To begin to deal with these potentials, we would have to produce in volume – maybe 52 hours a year. Talent would be the name of the game. I formed Drew Associates. Early talents and associates included documentary cameramen Richard Leacock, Albert Maysles, D.A. Pennebaker; correspondents Gregory Shuker, James Lipscomb, Lee Hall, John MacDonald, James Goode; still photographers Abbot Mills, Bill Ray, Howard Sochurek; journalists Hope Ryden and Tom Johnson. Later talents included Mike Jackson, Tom Bywaters, Sidney Reichman, Anne Drew, Coulter Watt and Marc Curtis.

At an ABC pitch meeting, a producer had just completed an exhaustive report on sewage treatment. “And what have you got, Bob?,” came the question. I laid out some topics.

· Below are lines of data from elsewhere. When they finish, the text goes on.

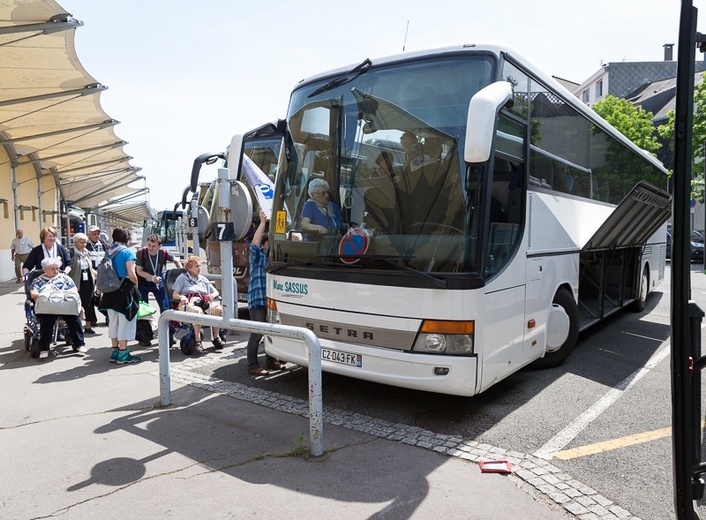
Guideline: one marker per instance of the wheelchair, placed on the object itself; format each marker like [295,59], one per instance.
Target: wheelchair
[187,342]
[31,327]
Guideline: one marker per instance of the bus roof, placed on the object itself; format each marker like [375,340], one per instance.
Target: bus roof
[517,58]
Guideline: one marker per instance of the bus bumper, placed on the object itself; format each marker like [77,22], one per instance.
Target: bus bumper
[415,371]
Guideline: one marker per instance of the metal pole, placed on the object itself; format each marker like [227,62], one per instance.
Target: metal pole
[230,298]
[15,198]
[195,227]
[682,424]
[316,425]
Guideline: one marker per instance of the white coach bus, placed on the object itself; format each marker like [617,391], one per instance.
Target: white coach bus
[487,217]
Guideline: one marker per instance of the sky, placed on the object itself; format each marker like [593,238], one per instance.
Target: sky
[184,77]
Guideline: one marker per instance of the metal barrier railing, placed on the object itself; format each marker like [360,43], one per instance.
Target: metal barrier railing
[316,433]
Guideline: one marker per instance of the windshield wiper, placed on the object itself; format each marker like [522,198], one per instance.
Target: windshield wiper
[388,260]
[344,78]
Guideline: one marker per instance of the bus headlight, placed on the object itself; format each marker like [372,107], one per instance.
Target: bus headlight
[435,342]
[445,337]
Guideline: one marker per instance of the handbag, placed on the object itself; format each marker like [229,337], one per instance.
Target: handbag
[52,300]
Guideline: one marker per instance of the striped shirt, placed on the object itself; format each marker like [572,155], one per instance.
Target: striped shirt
[257,286]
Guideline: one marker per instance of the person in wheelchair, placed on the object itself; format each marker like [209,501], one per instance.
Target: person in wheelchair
[53,276]
[196,294]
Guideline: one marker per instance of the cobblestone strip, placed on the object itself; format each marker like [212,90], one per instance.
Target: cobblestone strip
[583,502]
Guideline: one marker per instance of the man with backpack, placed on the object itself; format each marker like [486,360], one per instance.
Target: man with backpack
[151,261]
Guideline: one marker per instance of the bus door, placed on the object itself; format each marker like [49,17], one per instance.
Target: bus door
[503,302]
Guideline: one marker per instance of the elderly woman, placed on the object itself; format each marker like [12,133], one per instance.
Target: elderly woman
[84,276]
[197,295]
[320,216]
[53,276]
[49,248]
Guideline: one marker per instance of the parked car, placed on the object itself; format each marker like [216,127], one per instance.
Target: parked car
[696,241]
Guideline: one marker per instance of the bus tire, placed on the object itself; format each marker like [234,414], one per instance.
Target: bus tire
[639,304]
[565,301]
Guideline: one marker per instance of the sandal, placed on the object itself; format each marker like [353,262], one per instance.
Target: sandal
[199,348]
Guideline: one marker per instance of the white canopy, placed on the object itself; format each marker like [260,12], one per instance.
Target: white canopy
[50,112]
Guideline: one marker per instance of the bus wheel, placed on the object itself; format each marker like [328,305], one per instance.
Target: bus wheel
[562,330]
[639,304]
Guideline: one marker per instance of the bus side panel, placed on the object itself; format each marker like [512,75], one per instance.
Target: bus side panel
[501,336]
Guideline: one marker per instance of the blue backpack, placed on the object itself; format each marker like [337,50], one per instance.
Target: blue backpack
[107,279]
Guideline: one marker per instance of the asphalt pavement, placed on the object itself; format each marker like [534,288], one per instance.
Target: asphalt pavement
[81,438]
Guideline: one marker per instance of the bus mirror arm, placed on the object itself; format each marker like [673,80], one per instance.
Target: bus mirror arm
[204,158]
[184,203]
[482,120]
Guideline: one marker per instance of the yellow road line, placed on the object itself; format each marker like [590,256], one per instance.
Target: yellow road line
[614,444]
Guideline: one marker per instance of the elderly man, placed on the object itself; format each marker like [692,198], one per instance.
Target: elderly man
[53,276]
[96,246]
[21,247]
[151,261]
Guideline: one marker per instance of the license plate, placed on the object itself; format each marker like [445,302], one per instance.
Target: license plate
[343,358]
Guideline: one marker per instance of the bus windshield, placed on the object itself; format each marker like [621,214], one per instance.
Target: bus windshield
[372,171]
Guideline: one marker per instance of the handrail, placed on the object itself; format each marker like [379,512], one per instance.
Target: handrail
[316,432]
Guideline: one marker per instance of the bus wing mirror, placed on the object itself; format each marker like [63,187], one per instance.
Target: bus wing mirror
[483,112]
[205,158]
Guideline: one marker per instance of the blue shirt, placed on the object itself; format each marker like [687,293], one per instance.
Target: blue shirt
[332,219]
[257,286]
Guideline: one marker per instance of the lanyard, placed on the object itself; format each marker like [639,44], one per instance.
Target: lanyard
[153,264]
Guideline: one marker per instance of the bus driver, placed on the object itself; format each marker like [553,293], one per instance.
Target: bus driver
[320,216]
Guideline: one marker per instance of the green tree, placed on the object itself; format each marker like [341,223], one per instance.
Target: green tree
[698,140]
[633,122]
[621,169]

They were assigned and I produced a documentary series: “X-Pilot” – testing the X-15 jet airplane; “Adventures on the New Frontier” – inside JFK’s White House, “Kenya” – two half hours on its independence fight; “The Children Were Watching”  – a mother and daughter who refuse to boycott an integrated school in New Orleans and are hounded by white parents with babes in arms.

For the next eight hours, I decided to produce candid dramas on real people. Hope Ryden came up with “Jane,” for Jane Fonda’s star turn on Broadway in a play that critic Walter Kerr rated one of the five worst he had ever seen.

Next came “The Chair,” which started when Greg Shuker was shouting from a phone booth in Chicago: “The condemned man asked his best friend, warden Jack Johnson, to throw the switch on the electric chair!” Paul Crump was going to be electrocuted for murders he committed 19 years before, unless a parole board hearing panel recommended a last-minute reprieve. Lawyers Louis Nizer and Donald Moore pleaded for Crump and won commutation on the grounds of rehabilitation, a first in U.S. law. Paul went back to his cell for 30 years. At Cannes, “The Chair” was awarded a Grand Prix.

Then came “Nehru.” I told the Prime Minister of India that I would like the camera to live with him for three weeks. The look he returned was disapproving. Then he viewed some of my film on JFK, and smiled.

Greg Shuker and Ricky Leacock returned to shoot a portrait of a great leader losing out to the greater inertia of India, but only the beginning of a family saga I would continue recording over 30 years.

In “Mooney vs. Fowle,” two football coaches clash in the Orange Bowl for the Florida state high school championship. Jim Lipscomb went back to his alma mater to record coaches making and destroying teams before our eyes. It won “Best Foreign Film of the Year” at the London Film Festival.